Он документирует всë с такой тщательностью, будто забыл, что никогда не сможет это пересмотреть. Ло, на самом деле, тоже иногда забывает и даже ежедневные уколы, которые Усопп переносит преувеличенно страдающе, кажутся обычной рутиной, а не чем-то, слегка улучшающим его последние дни. Потом вспоминает — они оба вспоминают, и Ло думает, что хоть и врач не должен привязываться к пациентам, сейчас он не врач. Сейчас он просто Траффи — хмуро смотрящий в камеру, покупающий фастфуд, фотографирующий смеющегося Усоппа на фоне Колизея. И Усопп не умирающий пациент, хотя слабость в теле постоянно подводит его, тошнота порой не даëт есть, а окровавленная вата в длинном носу заглушает речь — он всë равно просто Усопп.
— А какую музыку ты слушаешь?
Ло сжимает руль и смотрит на дорогу.
— МКР, Грин Дэй… Кисс ещë.
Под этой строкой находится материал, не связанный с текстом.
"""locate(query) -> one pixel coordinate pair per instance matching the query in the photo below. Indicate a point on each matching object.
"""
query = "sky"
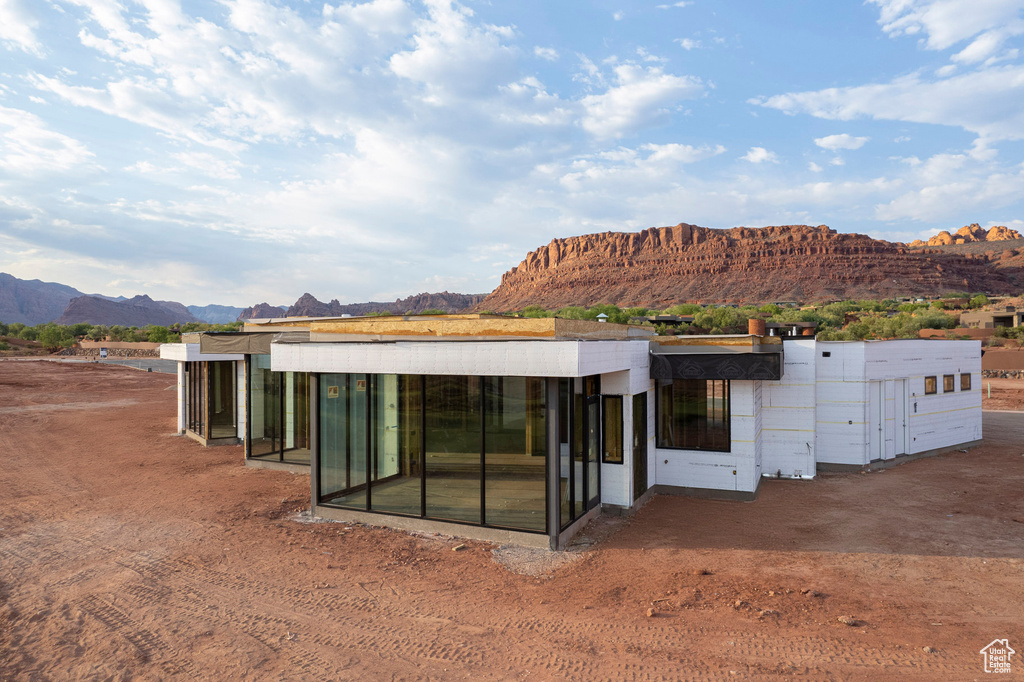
(236, 152)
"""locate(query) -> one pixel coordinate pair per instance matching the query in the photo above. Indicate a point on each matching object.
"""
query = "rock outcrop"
(32, 301)
(137, 311)
(261, 311)
(660, 266)
(309, 306)
(969, 233)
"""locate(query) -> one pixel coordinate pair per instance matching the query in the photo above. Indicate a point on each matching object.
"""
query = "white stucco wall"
(787, 415)
(738, 469)
(861, 382)
(494, 358)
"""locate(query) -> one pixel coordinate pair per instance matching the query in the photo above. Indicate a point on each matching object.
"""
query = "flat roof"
(449, 328)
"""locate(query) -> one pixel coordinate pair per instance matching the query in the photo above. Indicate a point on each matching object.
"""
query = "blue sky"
(236, 152)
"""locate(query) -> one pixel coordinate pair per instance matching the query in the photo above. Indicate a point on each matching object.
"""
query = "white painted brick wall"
(509, 358)
(787, 414)
(735, 470)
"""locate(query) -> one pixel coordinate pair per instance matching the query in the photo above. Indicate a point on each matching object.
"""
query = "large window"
(579, 443)
(452, 448)
(279, 413)
(693, 414)
(210, 399)
(612, 429)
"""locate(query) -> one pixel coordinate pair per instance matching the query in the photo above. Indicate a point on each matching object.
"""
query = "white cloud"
(210, 165)
(548, 53)
(842, 141)
(453, 55)
(952, 101)
(641, 96)
(948, 183)
(29, 146)
(945, 23)
(758, 155)
(17, 27)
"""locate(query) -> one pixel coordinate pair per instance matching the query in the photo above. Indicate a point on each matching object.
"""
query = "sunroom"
(508, 434)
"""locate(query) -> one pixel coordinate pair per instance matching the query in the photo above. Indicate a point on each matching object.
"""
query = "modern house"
(524, 429)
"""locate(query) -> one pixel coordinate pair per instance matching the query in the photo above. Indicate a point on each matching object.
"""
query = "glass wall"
(211, 399)
(612, 429)
(471, 450)
(580, 446)
(279, 413)
(397, 445)
(693, 414)
(515, 452)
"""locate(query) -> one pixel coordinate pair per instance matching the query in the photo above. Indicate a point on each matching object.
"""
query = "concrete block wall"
(241, 389)
(841, 403)
(616, 479)
(858, 386)
(787, 415)
(945, 418)
(738, 469)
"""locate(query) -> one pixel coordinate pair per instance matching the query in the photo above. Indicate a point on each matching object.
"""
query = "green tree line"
(836, 322)
(53, 336)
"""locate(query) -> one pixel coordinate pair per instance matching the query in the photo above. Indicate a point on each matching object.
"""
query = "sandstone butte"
(660, 266)
(970, 233)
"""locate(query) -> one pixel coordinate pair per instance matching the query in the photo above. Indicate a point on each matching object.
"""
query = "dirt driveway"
(130, 553)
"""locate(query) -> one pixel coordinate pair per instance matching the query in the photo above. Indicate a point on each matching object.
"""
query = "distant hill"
(969, 235)
(215, 314)
(261, 311)
(308, 306)
(137, 311)
(32, 301)
(660, 266)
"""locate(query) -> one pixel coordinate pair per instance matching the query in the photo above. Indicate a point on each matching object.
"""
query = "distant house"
(1007, 316)
(523, 429)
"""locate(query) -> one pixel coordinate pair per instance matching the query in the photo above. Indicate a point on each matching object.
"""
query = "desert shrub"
(536, 311)
(54, 337)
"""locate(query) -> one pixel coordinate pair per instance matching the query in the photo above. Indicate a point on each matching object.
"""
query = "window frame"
(727, 417)
(605, 439)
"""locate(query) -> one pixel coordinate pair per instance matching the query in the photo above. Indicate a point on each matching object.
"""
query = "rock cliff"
(660, 266)
(261, 311)
(31, 301)
(309, 306)
(969, 233)
(137, 311)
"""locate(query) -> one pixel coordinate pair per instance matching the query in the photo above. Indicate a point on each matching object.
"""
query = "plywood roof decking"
(468, 327)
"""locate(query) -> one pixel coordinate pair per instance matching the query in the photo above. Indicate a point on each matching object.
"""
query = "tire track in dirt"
(150, 645)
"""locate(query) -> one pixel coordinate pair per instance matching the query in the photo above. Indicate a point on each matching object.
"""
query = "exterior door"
(876, 420)
(639, 444)
(901, 405)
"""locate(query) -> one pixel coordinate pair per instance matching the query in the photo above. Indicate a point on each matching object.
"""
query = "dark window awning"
(254, 343)
(751, 367)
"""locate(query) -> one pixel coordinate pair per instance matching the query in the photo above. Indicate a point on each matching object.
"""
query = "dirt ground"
(129, 553)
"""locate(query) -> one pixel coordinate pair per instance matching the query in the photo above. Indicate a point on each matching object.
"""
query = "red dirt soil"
(127, 553)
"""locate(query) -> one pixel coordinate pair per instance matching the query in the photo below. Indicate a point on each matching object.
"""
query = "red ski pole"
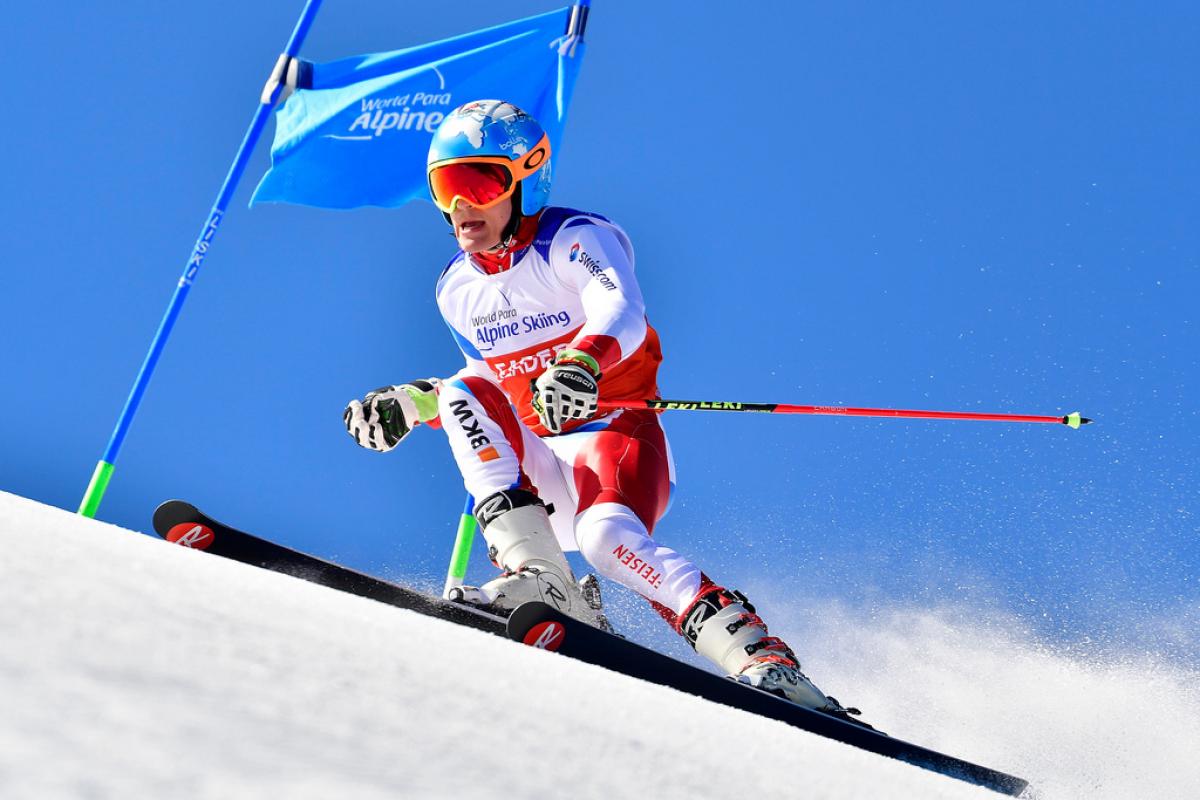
(1072, 420)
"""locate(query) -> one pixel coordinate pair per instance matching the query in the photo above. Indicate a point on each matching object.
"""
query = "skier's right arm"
(387, 415)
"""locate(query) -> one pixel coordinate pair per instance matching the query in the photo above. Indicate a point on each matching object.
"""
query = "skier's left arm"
(598, 263)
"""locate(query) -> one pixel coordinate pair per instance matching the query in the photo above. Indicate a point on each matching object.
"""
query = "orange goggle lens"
(481, 185)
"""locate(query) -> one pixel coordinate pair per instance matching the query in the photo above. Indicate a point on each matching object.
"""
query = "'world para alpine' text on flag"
(357, 131)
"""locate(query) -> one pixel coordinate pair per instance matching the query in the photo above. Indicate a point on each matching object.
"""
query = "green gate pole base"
(96, 489)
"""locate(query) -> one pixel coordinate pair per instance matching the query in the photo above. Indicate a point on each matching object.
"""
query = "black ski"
(185, 524)
(543, 626)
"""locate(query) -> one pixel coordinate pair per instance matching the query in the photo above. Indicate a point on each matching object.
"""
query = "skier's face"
(479, 229)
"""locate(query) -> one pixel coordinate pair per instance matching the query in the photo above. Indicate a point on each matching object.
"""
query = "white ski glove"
(568, 390)
(387, 415)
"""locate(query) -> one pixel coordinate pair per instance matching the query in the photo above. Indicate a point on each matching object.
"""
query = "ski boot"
(723, 626)
(522, 543)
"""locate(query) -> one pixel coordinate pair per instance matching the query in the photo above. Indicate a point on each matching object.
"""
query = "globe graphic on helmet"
(496, 132)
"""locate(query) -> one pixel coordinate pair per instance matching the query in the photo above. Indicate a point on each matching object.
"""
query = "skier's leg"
(622, 475)
(511, 474)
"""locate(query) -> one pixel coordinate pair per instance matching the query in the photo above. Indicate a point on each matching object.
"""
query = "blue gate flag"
(360, 132)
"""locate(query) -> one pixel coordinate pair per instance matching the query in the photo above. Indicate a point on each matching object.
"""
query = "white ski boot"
(521, 541)
(723, 626)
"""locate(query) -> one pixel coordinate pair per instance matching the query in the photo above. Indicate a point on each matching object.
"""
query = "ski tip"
(1074, 420)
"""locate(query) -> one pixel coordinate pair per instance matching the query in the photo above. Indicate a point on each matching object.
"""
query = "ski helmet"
(485, 151)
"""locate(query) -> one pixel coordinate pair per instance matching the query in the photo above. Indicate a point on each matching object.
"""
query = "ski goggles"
(484, 181)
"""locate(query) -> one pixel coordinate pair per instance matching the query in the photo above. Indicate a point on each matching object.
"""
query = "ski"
(544, 626)
(184, 524)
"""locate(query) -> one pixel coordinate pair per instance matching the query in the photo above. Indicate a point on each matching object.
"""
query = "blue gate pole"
(271, 92)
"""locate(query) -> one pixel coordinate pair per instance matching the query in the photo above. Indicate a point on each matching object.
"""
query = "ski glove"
(387, 415)
(568, 390)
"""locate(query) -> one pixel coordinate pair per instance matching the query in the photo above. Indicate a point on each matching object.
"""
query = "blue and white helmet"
(493, 131)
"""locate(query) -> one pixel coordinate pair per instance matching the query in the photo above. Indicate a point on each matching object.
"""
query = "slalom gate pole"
(462, 542)
(270, 96)
(1072, 420)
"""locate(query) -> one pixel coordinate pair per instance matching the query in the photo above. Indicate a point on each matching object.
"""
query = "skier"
(545, 307)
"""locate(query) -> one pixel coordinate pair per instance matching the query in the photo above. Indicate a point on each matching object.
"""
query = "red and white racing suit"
(607, 480)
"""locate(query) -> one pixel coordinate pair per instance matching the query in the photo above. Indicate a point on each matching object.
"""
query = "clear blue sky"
(953, 206)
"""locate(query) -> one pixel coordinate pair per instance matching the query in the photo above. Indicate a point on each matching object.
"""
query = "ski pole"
(1072, 420)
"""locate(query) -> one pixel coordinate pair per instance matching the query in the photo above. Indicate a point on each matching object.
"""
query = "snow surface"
(133, 668)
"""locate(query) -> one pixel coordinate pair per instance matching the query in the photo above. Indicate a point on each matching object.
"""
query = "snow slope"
(132, 668)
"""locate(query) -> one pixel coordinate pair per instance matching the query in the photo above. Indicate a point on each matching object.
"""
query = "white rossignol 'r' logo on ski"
(546, 636)
(191, 534)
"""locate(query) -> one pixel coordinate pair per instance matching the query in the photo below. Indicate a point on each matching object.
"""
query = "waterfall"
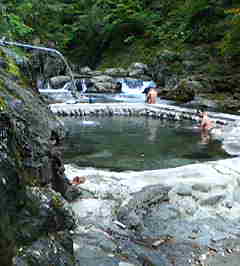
(134, 86)
(7, 43)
Пилотов. Всякую.
Усопп хихикает и включает на телефоне один из альбомов Kiss.
— Почему-то я догадывался. Ты такой милашка.
Ло натягивает кепку пониже.
— Я не… — и, съезжая с дороги, глушит машину.
Он целует Усоппа под «I was made for lovin' you», под неë же они неуклюже переползают на задние сиденья и нежно-неловко-нервно целуются. Когда Усопп стягивает с чужих плеч кофту, уже играет «Heaven's on fire». Ло запускает ладони под чëрно-жëлтую толстовку Усоппа, улыбается, когда тот хихикает, и задирает еë до шеи, чтобы поцеловать каждое выступающее ребро. Парень такой худой, что Ло боится сделать лишнее движение — кажется, нажмëшь, сожмëшь зубы чуть сильнее и сломаешь. И под «I still love you» он медленно ведëт рукой по их прижатым друг к другу членам, а Усопп громко дышит ему в ухо, сжимая пальцами голые плечи.
— Усопп-я? Я что-то не то сделал?
— Нет… Просто я… — Усопп замолкает, глотая слëзы. — В какой-нибудь другой вселенной или следующей жизни мы могли бы?..
Ло не знает. И прижимая в мотеле горячее тело спящего Усоппа к себе, думает, что это не любовь. У одного чëртов эффект Найтингейл, у второго, наверное, эротический перенос, как говорил дядюшка Фрейд. Но легче от этого не становится и больше всего на свете Ло боится, что совсем скоро он проснëтся в одиночестве.